Many secrets about the Dutch East India ships remain unknown, but McCarthy and van Duivenvoorde said the Ship Shapes program would help to uncover new information. Van Duivenvoorde wrote Dutch East India Company Shipbuilding, an award-winning book on the archaeological evidence for these ships, which provides information about 50 Dutch East India shipwrecks found in oceans around the world. Unfortunately for maritime archeologists, many of the remains have been destroyed by natural decay or through uncontrolled treasure hunting. An in-depth study and analysis of the scale models will help to provide valuable information on the intricate design and decoration of the ships.
Associate Professor van Duivenvoorde talks about the artistic significance of the scale models:
“The models are also fascinating in their own right as objects of art and incredible craftsmanship, originating from the same artistic period that gave us Rembrandt and Vermeer. Each one was built for different reasons and has its own story to tell.”

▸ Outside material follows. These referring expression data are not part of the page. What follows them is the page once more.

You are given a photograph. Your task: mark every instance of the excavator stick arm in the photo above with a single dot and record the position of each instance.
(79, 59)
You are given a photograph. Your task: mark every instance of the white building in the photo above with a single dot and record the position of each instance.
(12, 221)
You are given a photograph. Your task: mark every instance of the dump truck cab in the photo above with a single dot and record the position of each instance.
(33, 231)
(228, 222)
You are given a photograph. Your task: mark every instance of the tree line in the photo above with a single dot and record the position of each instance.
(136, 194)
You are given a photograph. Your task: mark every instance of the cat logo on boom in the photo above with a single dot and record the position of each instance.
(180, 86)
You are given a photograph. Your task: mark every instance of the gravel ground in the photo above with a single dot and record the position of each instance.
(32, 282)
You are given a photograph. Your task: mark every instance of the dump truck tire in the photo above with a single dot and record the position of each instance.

The Dutch East India Company was founded as a charter company in the Dutch Republic in 1602 and is also known as the United East India, Dutch Vereenigde Oostindische Compagnie (VOC). Their purpose was to protect trade in the Indian Ocean and to assist in the Dutch war of independence from Spain. In addition, the Dutch government granted the company a 21-year monopoly on the Dutch spice trade.

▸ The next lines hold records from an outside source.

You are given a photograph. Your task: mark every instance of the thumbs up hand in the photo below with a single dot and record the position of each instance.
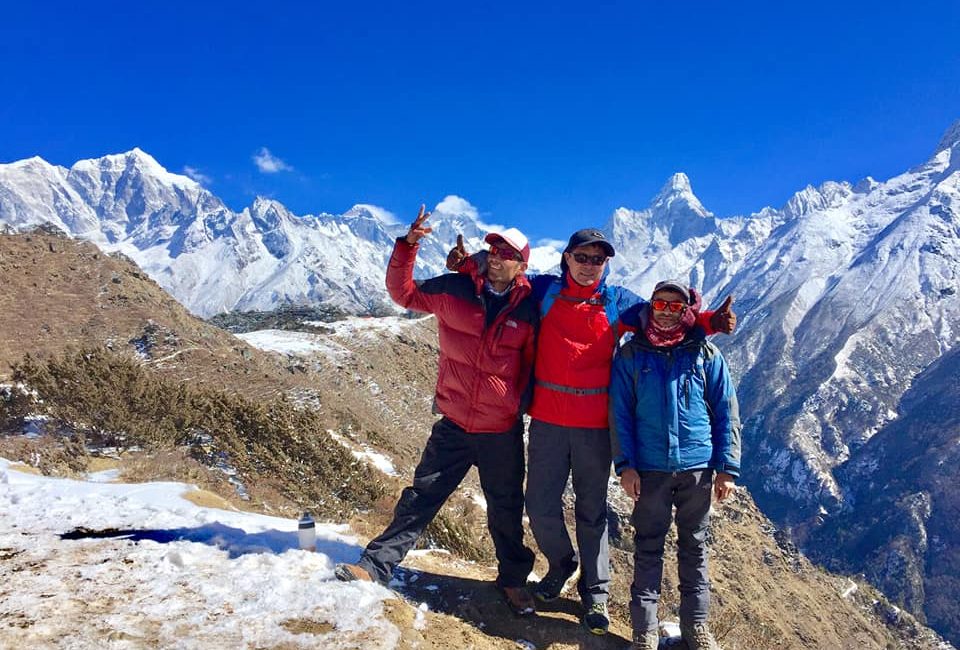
(724, 319)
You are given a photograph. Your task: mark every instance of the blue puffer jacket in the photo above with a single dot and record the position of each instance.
(674, 409)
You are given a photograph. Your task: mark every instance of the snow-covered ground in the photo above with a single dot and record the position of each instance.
(305, 344)
(171, 573)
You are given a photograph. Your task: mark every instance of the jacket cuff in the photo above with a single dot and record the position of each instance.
(727, 468)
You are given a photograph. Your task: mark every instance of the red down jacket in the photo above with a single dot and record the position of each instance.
(483, 372)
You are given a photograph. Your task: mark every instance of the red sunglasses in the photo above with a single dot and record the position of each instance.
(505, 253)
(663, 305)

Throughout most of the 17th and 18th centuries, the Dutch East India Company controlled trade in the Indian Ocean and were the first to Europeans to discover the Australian coast in 1606. However, due to powerful trade winds, many ships traveled too far east toward dangerous reefs off the west coast of Australia, leading to many tragic shipwrecks. The shipwrecks have been a major focus among Australian maritime archaeologists and have provided insight into the early presence of Europeans on the Australian continent.

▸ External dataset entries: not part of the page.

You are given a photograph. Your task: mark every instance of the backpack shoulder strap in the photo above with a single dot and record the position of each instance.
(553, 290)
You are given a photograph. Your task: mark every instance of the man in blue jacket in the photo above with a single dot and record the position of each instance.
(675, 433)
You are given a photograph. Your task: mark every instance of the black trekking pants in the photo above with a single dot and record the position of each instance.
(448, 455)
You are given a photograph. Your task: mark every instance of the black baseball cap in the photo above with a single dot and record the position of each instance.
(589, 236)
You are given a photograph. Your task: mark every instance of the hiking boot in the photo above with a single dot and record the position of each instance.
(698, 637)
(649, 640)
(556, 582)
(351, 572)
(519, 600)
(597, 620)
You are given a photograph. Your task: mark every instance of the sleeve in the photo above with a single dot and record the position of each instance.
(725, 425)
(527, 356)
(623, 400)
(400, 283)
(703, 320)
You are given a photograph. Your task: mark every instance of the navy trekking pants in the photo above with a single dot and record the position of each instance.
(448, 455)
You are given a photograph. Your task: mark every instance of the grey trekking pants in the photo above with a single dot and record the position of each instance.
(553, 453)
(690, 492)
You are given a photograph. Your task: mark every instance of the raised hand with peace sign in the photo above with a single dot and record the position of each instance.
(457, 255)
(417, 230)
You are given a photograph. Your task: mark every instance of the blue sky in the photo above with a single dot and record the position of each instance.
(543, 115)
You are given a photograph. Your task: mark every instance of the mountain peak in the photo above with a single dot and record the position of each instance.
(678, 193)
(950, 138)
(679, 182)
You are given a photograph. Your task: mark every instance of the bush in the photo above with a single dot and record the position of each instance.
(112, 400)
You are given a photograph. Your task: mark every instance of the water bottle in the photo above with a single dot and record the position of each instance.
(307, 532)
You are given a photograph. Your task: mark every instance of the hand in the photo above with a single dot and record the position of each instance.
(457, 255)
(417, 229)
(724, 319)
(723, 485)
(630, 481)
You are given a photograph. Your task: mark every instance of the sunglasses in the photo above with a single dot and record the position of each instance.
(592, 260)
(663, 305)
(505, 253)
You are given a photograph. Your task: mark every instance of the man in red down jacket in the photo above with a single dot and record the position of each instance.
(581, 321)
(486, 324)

Not all of the known shipwrecks in Australian waters have been discovered, but four main wrecks include the Batavia (1629), the Vergulde Draak (1656), the Zuiddorp (1712) and the Zeewijk (1727). This has led to a signed agreement on joint management between the Netherlands and Australia, who will oversee the discovery and preservation of relics and other information found in the shipwrecks. Fieldwork of the Dutch shipwrecks Zeewijk and Batavia is currently in process by Dutch and Australian maritime archaeologists from the Western Australian Museum and Flinders University as part of the ‘Shipwrecks of the Roaring ’40s’ project.